By coincidence, I ran into my childhood friend at the airport.
The scientist insisted that the discovery was not a coincidence, but the result of years of research.
Some people believe there are no coincidences in life, only fate.
What a coincidence! I was just thinking about you when you called.
ここで、”coincidence”とはなんという意味でしょうか。(英検準1級相当の英単語なので、知っている高校生はそう多くないはず。もしそうでしたらごめんなさい)
推測のヒントとして、まずは分からない単語の周辺の意味だけでも理解してみましょう。
coincidenceによって、空港で幼馴染の友人と出会った。
その科学者は発見はcoincidenceではなく、長年の研究の結果であると主張した。
一部の人は、人生にはcoincidenceなどなく、すべて運命であると信じている
なんというcoincidenceだ! 君が電話してきたとき、ちょうど君のことを考えていた。
“coincidence”の意味が段々とはっきり浮かび上がってきましたね。正解は、「偶然」です。
この例題を通じて、「感覚的に理解する」とはどのようなことなのか、実感していただけたかと思います。
このように、コンテクストを最大限に活用して英語を理解できると非常に便利です。共通テストではほぼ毎回、一般的ではない概念をテーマとした文章が登場しますし、そうでなくとも少し難しい単語が登場したりすることがよくあります。

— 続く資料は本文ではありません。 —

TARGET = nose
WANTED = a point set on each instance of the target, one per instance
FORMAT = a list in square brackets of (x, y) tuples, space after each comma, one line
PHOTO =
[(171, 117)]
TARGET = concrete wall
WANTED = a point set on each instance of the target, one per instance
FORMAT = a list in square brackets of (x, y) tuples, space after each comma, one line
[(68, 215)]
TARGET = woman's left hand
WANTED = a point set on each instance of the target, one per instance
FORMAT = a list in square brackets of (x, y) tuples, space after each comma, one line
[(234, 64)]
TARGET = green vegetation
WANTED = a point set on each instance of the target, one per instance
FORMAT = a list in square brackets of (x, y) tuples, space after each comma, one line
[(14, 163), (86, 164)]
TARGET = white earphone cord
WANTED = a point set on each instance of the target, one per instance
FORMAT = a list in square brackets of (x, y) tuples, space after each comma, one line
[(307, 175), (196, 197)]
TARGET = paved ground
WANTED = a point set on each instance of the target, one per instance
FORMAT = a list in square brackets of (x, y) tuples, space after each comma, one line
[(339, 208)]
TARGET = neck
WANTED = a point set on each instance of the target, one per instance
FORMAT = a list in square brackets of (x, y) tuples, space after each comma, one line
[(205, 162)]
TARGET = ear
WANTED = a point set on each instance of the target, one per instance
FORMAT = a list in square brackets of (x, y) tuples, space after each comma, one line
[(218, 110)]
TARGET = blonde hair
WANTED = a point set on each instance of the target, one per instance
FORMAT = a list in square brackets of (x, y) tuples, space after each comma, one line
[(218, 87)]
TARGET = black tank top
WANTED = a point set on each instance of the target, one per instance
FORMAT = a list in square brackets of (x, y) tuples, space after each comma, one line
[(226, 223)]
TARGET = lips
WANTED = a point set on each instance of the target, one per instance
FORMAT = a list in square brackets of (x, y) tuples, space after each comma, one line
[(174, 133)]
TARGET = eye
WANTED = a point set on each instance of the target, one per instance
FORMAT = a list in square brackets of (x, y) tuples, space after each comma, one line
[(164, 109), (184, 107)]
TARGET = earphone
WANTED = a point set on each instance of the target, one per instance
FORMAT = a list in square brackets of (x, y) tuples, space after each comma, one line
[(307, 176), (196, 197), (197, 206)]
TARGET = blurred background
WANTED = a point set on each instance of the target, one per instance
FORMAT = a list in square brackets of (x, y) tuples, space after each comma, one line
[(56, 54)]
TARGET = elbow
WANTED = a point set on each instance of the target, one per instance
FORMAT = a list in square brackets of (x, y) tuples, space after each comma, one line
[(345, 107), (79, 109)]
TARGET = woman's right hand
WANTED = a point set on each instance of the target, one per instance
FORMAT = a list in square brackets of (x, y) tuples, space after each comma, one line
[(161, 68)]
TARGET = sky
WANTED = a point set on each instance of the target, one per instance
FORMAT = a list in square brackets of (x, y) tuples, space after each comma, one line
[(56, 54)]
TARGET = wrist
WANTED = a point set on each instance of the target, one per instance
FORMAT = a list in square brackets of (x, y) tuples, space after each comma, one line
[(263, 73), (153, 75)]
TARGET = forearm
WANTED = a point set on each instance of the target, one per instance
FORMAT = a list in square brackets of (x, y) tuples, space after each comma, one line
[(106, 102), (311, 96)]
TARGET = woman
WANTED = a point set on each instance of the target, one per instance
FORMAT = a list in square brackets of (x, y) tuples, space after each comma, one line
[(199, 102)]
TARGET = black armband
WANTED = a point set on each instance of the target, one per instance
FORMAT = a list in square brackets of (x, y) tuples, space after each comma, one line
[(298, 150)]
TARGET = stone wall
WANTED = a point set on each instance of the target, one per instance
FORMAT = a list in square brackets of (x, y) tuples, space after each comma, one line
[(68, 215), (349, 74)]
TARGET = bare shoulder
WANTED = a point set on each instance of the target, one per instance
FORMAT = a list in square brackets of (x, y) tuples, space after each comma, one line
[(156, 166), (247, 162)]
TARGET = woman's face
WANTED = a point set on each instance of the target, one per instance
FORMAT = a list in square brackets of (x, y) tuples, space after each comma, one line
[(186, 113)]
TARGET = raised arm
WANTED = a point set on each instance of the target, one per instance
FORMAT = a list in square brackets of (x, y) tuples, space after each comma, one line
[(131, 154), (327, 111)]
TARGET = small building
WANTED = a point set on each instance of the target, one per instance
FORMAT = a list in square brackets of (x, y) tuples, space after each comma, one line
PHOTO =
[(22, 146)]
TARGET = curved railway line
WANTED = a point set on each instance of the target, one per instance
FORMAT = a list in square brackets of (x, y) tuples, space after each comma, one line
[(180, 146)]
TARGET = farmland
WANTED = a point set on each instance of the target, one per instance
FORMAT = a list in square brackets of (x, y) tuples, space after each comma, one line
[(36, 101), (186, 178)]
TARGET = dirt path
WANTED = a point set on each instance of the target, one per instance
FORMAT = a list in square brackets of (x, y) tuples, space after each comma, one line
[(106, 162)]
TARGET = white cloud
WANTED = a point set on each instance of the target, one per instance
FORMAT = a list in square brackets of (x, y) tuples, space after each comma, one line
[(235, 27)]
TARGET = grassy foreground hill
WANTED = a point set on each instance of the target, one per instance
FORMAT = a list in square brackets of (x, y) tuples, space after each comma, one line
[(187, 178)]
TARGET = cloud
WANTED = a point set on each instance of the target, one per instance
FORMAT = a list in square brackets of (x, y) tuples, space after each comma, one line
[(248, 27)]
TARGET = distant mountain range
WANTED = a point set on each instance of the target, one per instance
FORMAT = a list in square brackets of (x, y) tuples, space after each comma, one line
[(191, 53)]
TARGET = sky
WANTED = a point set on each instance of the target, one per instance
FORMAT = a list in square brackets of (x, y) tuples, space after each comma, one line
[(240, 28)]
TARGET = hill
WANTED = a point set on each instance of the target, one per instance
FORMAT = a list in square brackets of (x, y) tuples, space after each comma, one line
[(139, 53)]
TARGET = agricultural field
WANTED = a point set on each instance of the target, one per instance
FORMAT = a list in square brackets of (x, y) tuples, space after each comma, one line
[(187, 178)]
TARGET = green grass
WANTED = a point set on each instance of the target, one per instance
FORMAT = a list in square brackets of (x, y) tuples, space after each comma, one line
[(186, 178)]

しかし、この力は一朝一夕に身につけられるものではありません。普段から欠かさずトレーニングしておく必要があります。ここからは、その方法をいくつか紹介していきましょう。
日常の中での英語を見逃さない
私たちの日常生活の中には、幾多の英単語が隠れています。
例えば、バスや列車に乗ったとき、座席番号の表記にはこのように書かれていますね。
5A – Window Seat
5B – Aisle Seat
5C – Aisle Seat
5D – Window Seat
こういった英語を見つけたとき、必ず意味の推測をしてみましょう。そういった経験が感覚的理解につながります。
例についても考えてみましょう。”Window Seat”が「窓側の席」という意味であることは明確でしょう。では、”Aisle Seat”とは何でしょうか。”Window Seat”と対になる概念であることを踏まえ、シチュエーションを考えると、「通路側の席」と推測できるでしょう。それが正解です。
(“Aisle Seat”は英語リスニングでしばしば登場します。意味を知らない人も多く、差がつく問題となることが多いです)
英語のエンタメに触れてみる
近年はさまざまな分野でグローバル化が進んでいます。インターネットで検索すれば海外の著作権期限切れ小説などを簡単に読むことができますし、英語で話している動画を視聴することもできます。ゲームソフトでも、オプションで言語変更が可能であることが多いでしょう。これらのメディアを活用すれば、楽しみながら英語に触れることができるのですから、使わない手はありません。
まずは、自分の好きなゲームを、英語設定でプレイしてみましょう。最初は少し戸惑うかもしれませんが、しばらくプレイしていれば言語の違いなどあまり気にならなくなってくるでしょう。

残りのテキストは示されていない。